In the words of the great Kenny Rodgers, you got to know when to fold ‘em. Guys, I’m folding ‘em. I can’t do it. I have tried for a week but cannot bring myself to eat the green peppers. Every time I think about eating the green pepper, I have to talk myself out of ordering pizza instead.
The peppers have sat there on the third shelf of the fridge, tucked away in the back, almost out of sight for six days now. Each day, I have looked at them. Each day, they have look back, a gleam on their green skins, as though they know that I will succumb to the pressure. Today, I finally had the courage to admit defeat. The peppers have won. I cannot eat them.

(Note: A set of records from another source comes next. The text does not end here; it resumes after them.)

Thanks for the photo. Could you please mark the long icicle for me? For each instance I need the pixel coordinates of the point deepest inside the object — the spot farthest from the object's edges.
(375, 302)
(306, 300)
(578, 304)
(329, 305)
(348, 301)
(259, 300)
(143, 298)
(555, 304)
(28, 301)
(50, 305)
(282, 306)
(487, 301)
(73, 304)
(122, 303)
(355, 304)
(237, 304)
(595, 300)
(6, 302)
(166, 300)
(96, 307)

Perhaps, as Kenny says, knowing when to walk away and knowing when to run is part of the CSA experiment. I will not like all the vegetables and fruits in my CSA bag. Sometimes, I will have to leave produce on the CSA table. Leaving them there, however, means that someone less fortunate than me can enjoy them. Leftovers are donated to local soup kitchens or homeless shelters. I’d much rather do that than throw away perfectly good food.
I’m bummed about the peppers not only because I couldn’t conquer a fear/dislike but also because I wasted food. But, I’ve decided to chalk it up to a teachable moment. In the future, when a pepper or other known enemy crosses my path at the CSA, I’ll leave it there for someone who can enjoy it.